When she tried to escape, Sarah says the 16-year-old pushed her inside a room and raped her. “I tried to get the boy off me and shouted for help but nobody heard me.”
She later realised she was pregnant. “I felt so ashamed and hoped that God would just take me,” she says.
As soon as her mother found out about the pregnancy, she tracked down the boy. She says he confessed to the rape but, when she tried to report him to the police, he fled Nairobi with his family.
Sarah’s father was furious about the pregnancy. “He came home with a machete several times and threatened to slaughter me and my mum,” Sarah explains.
For several weeks, she slept in a nearby market stall with her mum and two sisters. “My dad blames me for wasting all his hard-earned cash that he spent on my school fees while my mum, according to him, has failed as a wife and mother.”
Sarah is convinced none of this would have happened if schools were not closed. “I still would have been in school, I wouldn’t have been strolling around in the streets and I would not even have been thinking about asking a boy for food as I would have got lunch in school and I wouldn’t have been hungry.”
Recently, a group of more than 275 former world leaders, economists and educationalists expressed their concerns about the risk of creating a “COVID generation” – children who have lost out on schooling and whose opportunities are permanently damaged as a result of the pandemic. They are especially concerned about the fate of an estimated 30 million children globally who, according to UNESCO, may never return to school.
“For these, the world’s least advantaged children, education is often the only escape from poverty – a route that is in danger of closing. Many of these children are adolescent girls for whom being in school is the best defence against forced marriage and the best hope for a life of expanded opportunity,” they wrote.
The WHO and UNICEF recently urged African governments to promote the safe reopening of schools. “Schools have paved the way to success for many Africans. They also provide a safe haven for many children in challenging circumstances to develop and thrive,” said Dr Matshidiso Moeti, the WHO’s Regional Director for Africa. “We must not be blind-sided by our efforts to contain COVID-19 and end up with a lost generation.”
The Kenyan government faces a difficult dilemma, however. While handwashing is necessary to curb the spread of the virus, most public schools in the country either lack running water or have no water at all. Maintaining a 1.5-metre (five-foot) physical distance is also challenging, as many schools are overcrowded, often with more than 60 students in one classroom and pupils sharing books and desks.
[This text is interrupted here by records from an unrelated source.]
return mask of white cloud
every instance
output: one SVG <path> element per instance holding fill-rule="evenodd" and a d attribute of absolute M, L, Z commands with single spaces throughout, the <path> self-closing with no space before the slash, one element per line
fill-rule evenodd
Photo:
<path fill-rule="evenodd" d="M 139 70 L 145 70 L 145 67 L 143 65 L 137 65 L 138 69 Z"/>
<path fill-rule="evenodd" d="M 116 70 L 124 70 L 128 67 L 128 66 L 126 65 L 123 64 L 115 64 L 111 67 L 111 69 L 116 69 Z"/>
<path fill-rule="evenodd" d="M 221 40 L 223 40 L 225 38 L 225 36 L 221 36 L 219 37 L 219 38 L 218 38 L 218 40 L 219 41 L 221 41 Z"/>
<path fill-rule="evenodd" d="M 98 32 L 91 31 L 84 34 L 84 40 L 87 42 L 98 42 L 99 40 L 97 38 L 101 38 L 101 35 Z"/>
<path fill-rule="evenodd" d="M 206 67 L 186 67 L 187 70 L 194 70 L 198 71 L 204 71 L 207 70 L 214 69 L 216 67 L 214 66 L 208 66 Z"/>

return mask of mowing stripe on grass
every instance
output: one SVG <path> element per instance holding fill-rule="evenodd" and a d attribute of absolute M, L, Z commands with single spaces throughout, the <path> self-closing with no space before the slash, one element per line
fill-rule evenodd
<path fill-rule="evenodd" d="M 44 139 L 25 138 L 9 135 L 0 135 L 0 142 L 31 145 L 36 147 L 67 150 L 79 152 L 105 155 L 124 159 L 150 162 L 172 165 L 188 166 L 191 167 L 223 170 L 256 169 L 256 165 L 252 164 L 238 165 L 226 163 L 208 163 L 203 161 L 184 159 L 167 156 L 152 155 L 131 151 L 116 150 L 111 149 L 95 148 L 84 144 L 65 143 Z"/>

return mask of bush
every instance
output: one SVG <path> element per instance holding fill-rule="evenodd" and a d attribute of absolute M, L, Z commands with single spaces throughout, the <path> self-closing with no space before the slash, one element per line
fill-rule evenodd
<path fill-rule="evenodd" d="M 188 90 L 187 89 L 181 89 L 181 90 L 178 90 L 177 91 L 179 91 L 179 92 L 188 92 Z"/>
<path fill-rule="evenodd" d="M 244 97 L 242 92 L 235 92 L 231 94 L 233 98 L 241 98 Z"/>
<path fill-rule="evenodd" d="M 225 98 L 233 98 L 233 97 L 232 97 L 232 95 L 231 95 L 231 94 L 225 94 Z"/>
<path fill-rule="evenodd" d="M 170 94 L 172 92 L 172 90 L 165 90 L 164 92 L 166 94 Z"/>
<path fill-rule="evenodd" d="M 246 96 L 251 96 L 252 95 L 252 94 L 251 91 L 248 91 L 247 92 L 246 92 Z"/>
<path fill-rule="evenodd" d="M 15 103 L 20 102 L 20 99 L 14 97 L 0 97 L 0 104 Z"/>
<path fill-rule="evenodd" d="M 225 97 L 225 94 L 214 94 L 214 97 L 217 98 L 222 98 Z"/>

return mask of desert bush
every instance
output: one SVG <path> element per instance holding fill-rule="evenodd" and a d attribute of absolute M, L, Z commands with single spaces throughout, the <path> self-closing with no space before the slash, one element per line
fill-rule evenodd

According to a WHO and UNICEF report, a quarter of schools in sub-Saharan Africa have basic hygiene services, while 44 percent have basic drinking water and 47 percent have basic sanitation services.
Reopening boarding schools will be even more problematic, as students often sleep with eight or more in a cramped dorm.
“Nobody knows when we will be able to go back to school,” says 17-year-old Halima Alinoor, who slept alongside 20 other pupils in a dorm at the Said Fatimah girl’s boarding school in Garba Tulla, Isiolo County, which closed on March 16.
The teenager is from the Borana tribe where FGM and child marriage are still common.
Halima says she wants to become a journalist “to become the voice of people who cannot speak up”.
“This school closure is very discouraging,” she says while looking at some of the school books she brought home. “Recently I was studying under a tree when a man walked along and told me that I should stop wasting my time. ‘Just burn those books. There is no returning to school’, he told me.”
According to Halima, the school closure could take many communities, including hers, decades back in time. “Most people in my community still believe that girls are not supposed to go to school but are destined to stay at home to take care of the children. With this school closure, this idea is again getting stronger.”